At a budget workshop, finance staff presented a corrected total expense budget “of just over $73,000,000,” Miss Morgan told the board. That package, she said, includes about $4.1 million in capital improvement requests, 33 new position requests totaling nearly $3 million if all are approved, roughly $450,000 in equipment, a $500,000 contingency and $5.3 million in debt service.

The finance presentation also recommended trimming revenue estimates compared with last year’s proposal — including reductions to personal property receipts and local sales/use taxes and moving federal revenue that had been posted to a state line. “Halfway through the year, we were not even halfway to that amount,” Morgan said of a previous state sales‑tax estimate, and she recommended lowering that figure.

Chair of the board warned the group that at the equalized 39¢ rate the county would not generate enough revenue to maintain last year’s budget, saying, “we're 2 and a half million dollars in a hole.” Board members and staff modeled scenarios showing that a 3% across‑the‑board raise for current employees combined with a projected health‑insurance increase (staff used a 14.4% figure for planning) and a modest CIP would leave the county hundreds of millions short of the full requested package unless the tax rate changed or spending was cut.

Public safety leaders pressed for targeted additions: Chief Beam explained pressures on dispatch and ambulance coverage and said the county’s 9‑1‑1 fund — a recurring fee derived from cell‑phone collections — currently pays for two dispatch positions and could be used to fund a third or to cover a CAD system. “Call volume continues to go up 6% last year,” Chief Beam said, arguing additional recurrent non‑general‑fund resources could be employed.

After debate over which new positions were essential and which CIP projects to fund, the board prioritized a short list of hires for further consideration: a finance position, a tourism specialist role (a reclassification/reassignment rather than an additional full‑time net new hire in the board’s framing), one dispatcher (to be paid from E‑911 funds) and one firefighter.
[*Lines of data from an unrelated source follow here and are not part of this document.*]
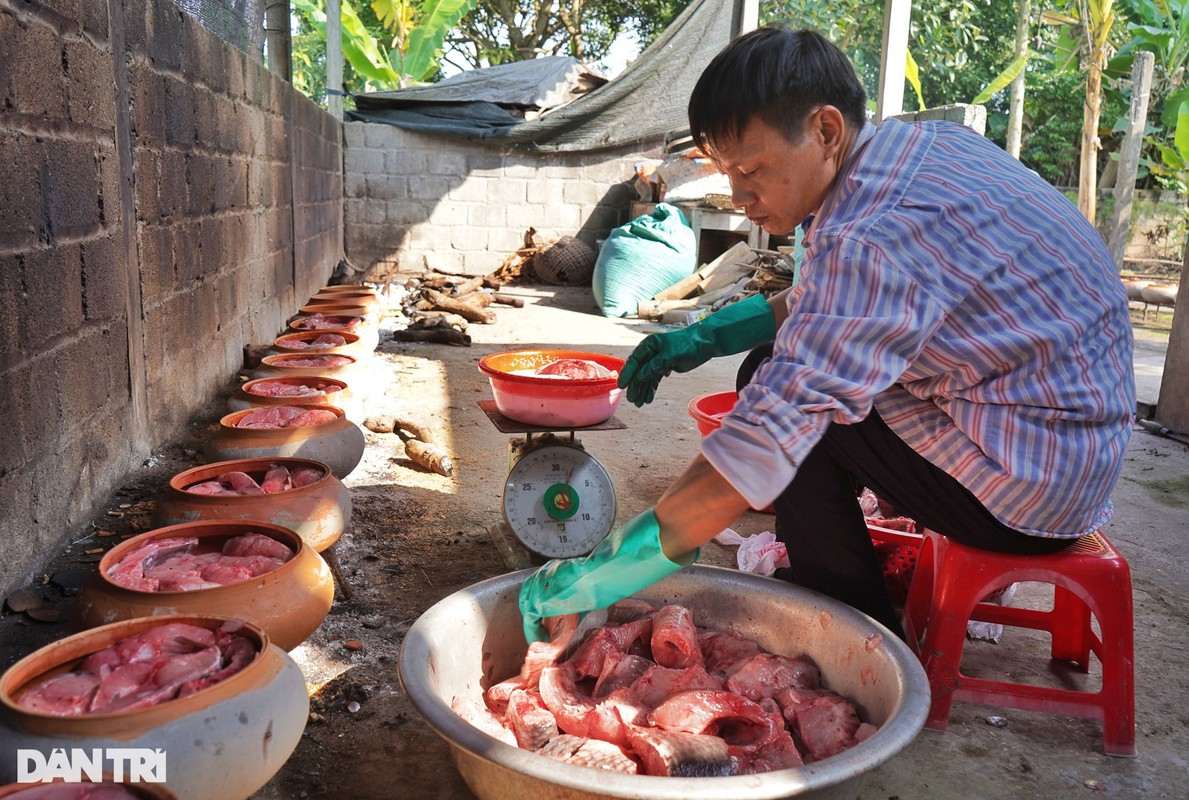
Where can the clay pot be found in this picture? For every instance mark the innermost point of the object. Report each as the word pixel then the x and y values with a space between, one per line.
pixel 365 297
pixel 366 329
pixel 299 344
pixel 244 398
pixel 288 603
pixel 318 512
pixel 220 743
pixel 339 443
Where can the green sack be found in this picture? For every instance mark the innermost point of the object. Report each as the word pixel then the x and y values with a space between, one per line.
pixel 642 258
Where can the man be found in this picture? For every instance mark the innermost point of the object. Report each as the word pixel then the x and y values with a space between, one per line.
pixel 958 342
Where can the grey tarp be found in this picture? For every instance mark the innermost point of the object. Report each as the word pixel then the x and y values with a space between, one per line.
pixel 646 101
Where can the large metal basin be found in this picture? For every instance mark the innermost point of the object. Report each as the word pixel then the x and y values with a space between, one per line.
pixel 473 638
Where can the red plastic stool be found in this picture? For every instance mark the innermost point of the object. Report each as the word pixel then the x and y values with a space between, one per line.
pixel 1088 577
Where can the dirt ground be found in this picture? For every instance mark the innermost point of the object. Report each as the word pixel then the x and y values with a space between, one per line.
pixel 416 536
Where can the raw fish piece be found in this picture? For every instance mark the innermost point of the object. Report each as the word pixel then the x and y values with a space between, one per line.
pixel 603 755
pixel 724 653
pixel 675 638
pixel 313 417
pixel 69 693
pixel 743 724
pixel 316 360
pixel 766 675
pixel 577 369
pixel 680 755
pixel 276 479
pixel 601 642
pixel 532 723
pixel 825 722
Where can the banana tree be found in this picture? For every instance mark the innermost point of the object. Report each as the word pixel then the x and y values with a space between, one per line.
pixel 419 32
pixel 1086 27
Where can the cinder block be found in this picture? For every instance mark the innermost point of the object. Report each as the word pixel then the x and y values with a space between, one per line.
pixel 178 112
pixel 85 378
pixel 35 64
pixel 71 187
pixel 20 188
pixel 90 84
pixel 52 281
pixel 486 215
pixel 105 277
Board members also asked staff to use $1.5 million as a working “cut line” for CIP funding as they refine the budget.

County attorney Mister Popovich advised the board about advertising requirements: the body must publish the tax rate it intends to advertise and may reduce that advertised rate later but cannot increase it above the published figure without re‑advertising and holding another public hearing. “You’re gonna have to set out a public notice indicating what the tax rate is going to be,” he said, noting that the advertised number should cover the amount the board believes it will ultimately need.

With that constraint in mind and without full O&M totals stripped of all new positions, the board voted to advertise at 61¢ to preserve room to fund services and return with adjusted figures. Supervisor Tucker made the motion to advertise the rate, noting the board did not expect that figure to be the final rate: “I would like to say the 61%, quite frankly, so then we can back down off of it.” The motion passed 4–1.

Next steps: staff will recalculate operating and maintenance totals without the 33 position requests (the board asked to plan for 29 fewer new positions in preliminary work) and will return refined numbers, including a clarified schools request, to the board. The tax‑rate advertisement will be published per the legal timeline so the public hearing process can proceed; the board may reduce the rate later but cannot raise it above the advertised 61¢ without another advertising cycle.